A list containing the following values:

`Rejections`	The number of effects declared by Binomial SGoF.
`FDR`	The estimated false discovery rate.
`Adjusted.pvalues`	The adjusted p-values.
`data`	The original p-values.
`alpha`	The specified significance level for the metatest.
`gamma`	The specified p-value threshold.
`call`	The matched call.

Author(s)

Irene Castro Conde and Jacobo de Uña Álvarez

References

Castro Conde I and de Uña Álvarez J (2015). Adjusted p-values for SGoF multiple test procedure. Biometrical Journal, 57(1): 108-122. DOI: 10.1002/bimj.201300238

Dalmasso C, Broet P and Moreau T (2005) A simple procedure for estimating the false discovery rate. Bioinformatics 21:660–668

de Uña Álvarez J (2011). On the statistical properties of SGoF multitesting method. Statistical Applications in Genetics and Molecular Biology, Vol. 10, Iss. 1, Article 18.

Examples


p<-runif(387)^2  #387 independent p-values, non-uniform intersection null violated

res<-Binomial.SGoF(p)
summary(res)   #number of rejected nulls, estimated FDR
plot(res)   #adjusted p-values
p<-runif(387)^2  #387 independent p-values, non-uniform intersection null violated

res<-Binomial.SGoF(p)
summary(res)   #number of rejected nulls, estimated FDR
plot(res)   #adjusted p-values

Benjamini-Yekutieli (BY) multiple testing procedure

Description

Performs the Benjamini-Yekutieli FDR-controlling method for multiple hypothesis testing.

Usage

BY(u, alpha = 0.05)
BY(u, alpha = 0.05)

Arguments

`u`	A (non-empty) numeric vector of p-values.
`alpha`	Numeric value. The significance level of the test.

Details

The function BY allows for the application of the Benjamini and Yekutieli (2001) false discovery rate controlling procedure under dependence assumptions. The false discovery rate is estimated by the simple method proposed by: Dalmasso, Broet, Moreau (2005), by taking n=1 in their formula.

Value

A list containing the following values:

`Rejections`	The number of effects declared by the BY procedure.
`FDR`	The estimated false discovery rate.
`Adjusted.pvalues`	The adjusted p-values.
`data`	The original p-values.
`alpha`	The specified significance level for the test.
`call`	The matched call.

Author(s)

Irene Castro Conde and Jacobo de Uña Álvarez

References

Benjamini Y and Yekutieli D (2001). The control of the false discovery rate in multiple testing under dependency. Annals of Statistics 29, 1165–1188.

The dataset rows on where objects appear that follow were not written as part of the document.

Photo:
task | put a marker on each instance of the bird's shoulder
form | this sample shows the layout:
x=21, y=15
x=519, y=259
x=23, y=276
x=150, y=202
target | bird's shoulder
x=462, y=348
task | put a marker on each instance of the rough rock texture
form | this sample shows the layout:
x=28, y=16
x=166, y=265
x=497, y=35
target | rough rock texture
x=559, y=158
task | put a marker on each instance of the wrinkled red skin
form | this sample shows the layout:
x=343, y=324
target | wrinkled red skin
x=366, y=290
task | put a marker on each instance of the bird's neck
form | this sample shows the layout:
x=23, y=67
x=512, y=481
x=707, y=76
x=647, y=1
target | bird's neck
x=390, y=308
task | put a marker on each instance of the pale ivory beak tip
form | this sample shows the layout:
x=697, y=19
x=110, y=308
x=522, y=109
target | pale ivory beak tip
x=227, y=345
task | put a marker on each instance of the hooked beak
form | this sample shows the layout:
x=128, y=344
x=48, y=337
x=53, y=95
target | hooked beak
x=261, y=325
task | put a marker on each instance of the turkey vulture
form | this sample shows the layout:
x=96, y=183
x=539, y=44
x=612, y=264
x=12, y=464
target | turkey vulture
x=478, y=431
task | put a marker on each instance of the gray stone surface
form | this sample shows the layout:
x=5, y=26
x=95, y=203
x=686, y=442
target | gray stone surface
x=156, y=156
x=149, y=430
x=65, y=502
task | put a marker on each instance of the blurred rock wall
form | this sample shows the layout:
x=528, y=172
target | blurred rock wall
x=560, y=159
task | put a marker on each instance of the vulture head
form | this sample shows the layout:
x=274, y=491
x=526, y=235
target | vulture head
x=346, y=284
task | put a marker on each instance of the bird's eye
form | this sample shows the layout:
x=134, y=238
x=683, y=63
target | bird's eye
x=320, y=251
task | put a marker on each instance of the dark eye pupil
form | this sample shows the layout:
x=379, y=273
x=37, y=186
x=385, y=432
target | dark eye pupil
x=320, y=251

Dalmasso C, Broet P and Moreau T (2005). A simple procedure for estimating the false discovery rate. Bioinformatics 21:660–668

Examples




res<-BY(Hedenfalk$x)
summary(res)   #number of rejected nulls, estimated FDR
plot(res)   #adjusted p-values
res<-BY(Hedenfalk$x)
summary(res)   #number of rejected nulls, estimated FDR
plot(res)   #adjusted p-values

Discrete SGoF multiple testing procedure

Description

Performs the Discrete SGoF method (Castro-Conde, Döhler et al., 2015) for multiple hypothesis testing.

Usage

Discrete.SGoF(u,pCDFlist=NA, K=NA, alpha = 0.05, gamma = 0.05, method=NA, 
              Discrete=TRUE, Sides=1,...)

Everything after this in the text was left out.